Strop, 31, already had settled on a one-year, $5.5 million deal to beat the arbitration deadline. He and the Cubs added a $5.85 million salary in 2018 and a $6.25 million option for 2019 (with a $500,000 buyout).
“I’m really glad they made this happen,” said Strop, who had a 2.85 ERA last year, despite being hampered late in the season by knee and groin injuries. “I love this team and the fans, and I love the city of Chicago.”
The hard-throwing Strop — a clubhouse favorite and leader — said he might have been able to land a deal in free agency next winter to be a closer. But, he said, “I like to win better than roles.”
The big unveil
After months of behind-the-scenes work and public anticipation, Jason Heyward and his new swing make their 2017 debut Saturday in the leadoff spot in the Cubs’ Cactus League home opener.

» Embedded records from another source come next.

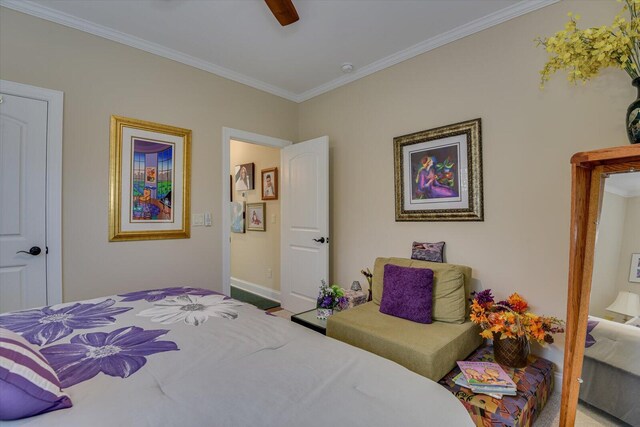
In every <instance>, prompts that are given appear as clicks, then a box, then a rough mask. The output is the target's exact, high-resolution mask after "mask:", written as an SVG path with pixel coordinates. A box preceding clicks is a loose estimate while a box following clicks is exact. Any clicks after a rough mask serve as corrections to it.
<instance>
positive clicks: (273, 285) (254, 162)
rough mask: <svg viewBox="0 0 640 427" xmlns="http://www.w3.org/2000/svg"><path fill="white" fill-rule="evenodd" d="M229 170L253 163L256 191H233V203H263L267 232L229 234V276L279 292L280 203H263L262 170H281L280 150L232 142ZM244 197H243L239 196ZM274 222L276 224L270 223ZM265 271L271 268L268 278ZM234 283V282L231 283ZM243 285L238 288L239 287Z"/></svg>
mask: <svg viewBox="0 0 640 427" xmlns="http://www.w3.org/2000/svg"><path fill="white" fill-rule="evenodd" d="M230 154H231V156H230V158H231V163H230V170H231V172H232V174H233V171H234V167H235V166H236V165H241V164H244V163H254V164H255V183H256V184H255V190H249V191H245V192H241V191H235V190H234V191H233V201H234V202H240V201H244V202H246V203H265V204H266V218H265V220H266V231H264V232H261V231H247V232H246V233H244V234H239V233H231V247H230V254H231V277H232V278H234V279H239V280H241V281H243V282H248V283H249V284H253V285H258V286H262V287H264V288H268V289H271V290H274V291H279V290H280V200H279V199H278V200H262V192H261V189H262V187H261V183H260V179H261V173H260V171H261V170H262V169H269V168H273V167H277V168H278V171H280V149H279V148H273V147H266V146H261V145H256V144H248V143H245V142H240V141H231V151H230ZM243 194H244V195H245V196H244V197H242V195H243ZM272 219H275V223H274V222H272ZM267 269H271V271H272V274H271V277H268V274H267ZM232 284H233V283H232ZM242 285H243V284H242V283H240V286H241V287H242Z"/></svg>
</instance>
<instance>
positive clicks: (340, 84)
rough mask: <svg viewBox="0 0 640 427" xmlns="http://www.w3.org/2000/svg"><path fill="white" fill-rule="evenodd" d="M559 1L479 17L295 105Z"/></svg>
mask: <svg viewBox="0 0 640 427" xmlns="http://www.w3.org/2000/svg"><path fill="white" fill-rule="evenodd" d="M559 1H560V0H524V1H521V2H519V3H516V4H514V5H513V6H508V7H506V8H504V9H501V10H499V11H497V12H494V13H491V14H489V15H486V16H483V17H482V18H478V19H475V20H473V21H471V22H469V23H467V24H464V25H461V26H459V27H456V28H454V29H452V30H449V31H446V32H444V33H442V34H438V35H437V36H435V37H432V38H430V39H427V40H425V41H422V42H420V43H418V44H415V45H413V46H411V47H408V48H407V49H404V50H401V51H399V52H397V53H394V54H393V55H389V56H387V57H386V58H382V59H380V60H378V61H375V62H372V63H371V64H369V65H366V66H364V67H362V68H359V69H356V71H355V72H354V73H351V74H348V75H344V76H341V77H338V78H337V79H335V80H332V81H330V82H327V83H324V84H322V85H320V86H318V87H315V88H313V89H310V90H308V91H306V92H303V93H301V94H299V95H298V102H303V101H307V100H309V99H311V98H314V97H316V96H318V95H322V94H323V93H326V92H329V91H331V90H333V89H336V88H338V87H340V86H344V85H346V84H347V83H351V82H353V81H355V80H358V79H361V78H363V77H366V76H368V75H370V74H373V73H375V72H378V71H381V70H384V69H385V68H388V67H391V66H392V65H396V64H398V63H400V62H403V61H406V60H407V59H411V58H414V57H416V56H418V55H421V54H423V53H426V52H429V51H430V50H433V49H436V48H438V47H440V46H444V45H445V44H448V43H451V42H454V41H456V40H459V39H461V38H463V37H467V36H470V35H472V34H475V33H477V32H480V31H482V30H485V29H487V28H490V27H493V26H495V25H498V24H501V23H503V22H505V21H508V20H510V19H513V18H517V17H518V16H522V15H524V14H526V13H529V12H533V11H536V10H538V9H541V8H543V7H545V6H549V5H552V4H554V3H557V2H559Z"/></svg>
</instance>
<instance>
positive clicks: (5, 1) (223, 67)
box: [0, 0, 560, 103]
mask: <svg viewBox="0 0 640 427" xmlns="http://www.w3.org/2000/svg"><path fill="white" fill-rule="evenodd" d="M559 1H560V0H522V1H520V2H518V3H516V4H514V5H512V6H509V7H506V8H504V9H501V10H499V11H497V12H494V13H491V14H489V15H486V16H484V17H482V18H478V19H476V20H473V21H471V22H469V23H467V24H464V25H461V26H459V27H457V28H454V29H452V30H449V31H447V32H444V33H442V34H439V35H437V36H435V37H432V38H430V39H427V40H425V41H423V42H420V43H418V44H416V45H413V46H411V47H409V48H407V49H404V50H401V51H400V52H397V53H395V54H393V55H389V56H387V57H385V58H382V59H380V60H378V61H375V62H373V63H371V64H369V65H366V66H364V67H362V68H360V69H357V70H356V71H355V72H354V73H352V74H348V75H344V76H341V77H339V78H337V79H334V80H331V81H330V82H327V83H324V84H322V85H320V86H317V87H315V88H313V89H310V90H307V91H305V92H302V93H294V92H291V91H288V90H286V89H282V88H280V87H277V86H274V85H271V84H269V83H265V82H263V81H260V80H258V79H254V78H252V77H249V76H246V75H244V74H241V73H238V72H236V71H233V70H229V69H228V68H224V67H221V66H219V65H216V64H213V63H211V62H207V61H204V60H202V59H198V58H196V57H193V56H191V55H187V54H184V53H182V52H179V51H177V50H174V49H170V48H167V47H164V46H162V45H159V44H157V43H153V42H150V41H147V40H144V39H141V38H139V37H135V36H132V35H129V34H126V33H123V32H120V31H117V30H114V29H111V28H108V27H105V26H103V25H98V24H95V23H93V22H90V21H87V20H85V19H81V18H77V17H75V16H72V15H69V14H67V13H64V12H59V11H57V10H54V9H51V8H49V7H46V6H42V5H40V4H37V3H34V2H32V1H29V0H0V6H3V7H6V8H9V9H13V10H16V11H18V12H22V13H26V14H28V15H32V16H35V17H37V18H42V19H45V20H47V21H51V22H55V23H57V24H60V25H64V26H66V27H70V28H74V29H76V30H80V31H84V32H86V33H89V34H93V35H95V36H98V37H102V38H105V39H108V40H111V41H114V42H117V43H121V44H124V45H127V46H130V47H133V48H136V49H140V50H143V51H145V52H149V53H152V54H154V55H158V56H162V57H164V58H167V59H171V60H173V61H177V62H180V63H182V64H185V65H189V66H191V67H195V68H198V69H200V70H203V71H207V72H210V73H212V74H215V75H217V76H220V77H224V78H227V79H229V80H233V81H235V82H238V83H242V84H244V85H247V86H250V87H253V88H255V89H259V90H262V91H264V92H267V93H270V94H272V95H276V96H279V97H281V98H284V99H287V100H289V101H293V102H298V103H300V102H304V101H307V100H309V99H311V98H313V97H316V96H318V95H321V94H323V93H326V92H329V91H331V90H333V89H336V88H339V87H340V86H344V85H346V84H348V83H351V82H353V81H355V80H358V79H361V78H363V77H366V76H368V75H370V74H373V73H375V72H377V71H380V70H384V69H385V68H388V67H391V66H392V65H396V64H398V63H400V62H403V61H406V60H408V59H411V58H414V57H416V56H418V55H421V54H423V53H426V52H429V51H430V50H433V49H436V48H438V47H440V46H443V45H445V44H448V43H451V42H453V41H456V40H459V39H461V38H463V37H467V36H469V35H472V34H475V33H477V32H479V31H482V30H485V29H487V28H490V27H493V26H495V25H498V24H501V23H502V22H505V21H508V20H510V19H513V18H517V17H518V16H521V15H524V14H526V13H529V12H533V11H535V10H538V9H541V8H543V7H545V6H549V5H551V4H554V3H557V2H559Z"/></svg>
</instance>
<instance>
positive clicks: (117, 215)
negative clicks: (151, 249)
mask: <svg viewBox="0 0 640 427" xmlns="http://www.w3.org/2000/svg"><path fill="white" fill-rule="evenodd" d="M190 176H191V130H189V129H183V128H179V127H175V126H167V125H163V124H159V123H152V122H147V121H143V120H137V119H131V118H127V117H120V116H111V146H110V151H109V241H111V242H117V241H128V240H159V239H188V238H189V237H190V223H189V218H190Z"/></svg>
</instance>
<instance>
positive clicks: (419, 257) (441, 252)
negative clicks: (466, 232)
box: [411, 242, 445, 262]
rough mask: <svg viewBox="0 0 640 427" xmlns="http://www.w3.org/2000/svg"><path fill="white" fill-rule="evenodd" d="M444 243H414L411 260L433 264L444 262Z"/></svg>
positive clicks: (428, 242)
mask: <svg viewBox="0 0 640 427" xmlns="http://www.w3.org/2000/svg"><path fill="white" fill-rule="evenodd" d="M444 243H445V242H437V243H429V242H413V245H412V246H411V259H417V260H420V261H431V262H444Z"/></svg>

“I’ve been watching him in batting practice, and I can see it’s a lot freer and the ball’s coming off hotter,” manager Joe Maddon said. “But it’s all about game. I’m really eager for him because everybody just talks about all the work he’s done all winter. And I sense that he feels good about it and he’s kind of in a nice, peaceful moment with himself. So it’ll be really fun to watch.
“Of course, there’s still going to be probably some tweaking to go with it as they move it further forward. But I like it.”
Maddon said Heyward could get a slight increase in at-bats over a normal spring as he works to bounce back from the worst offensive season of his career (.230, seven homers, .631 OPS).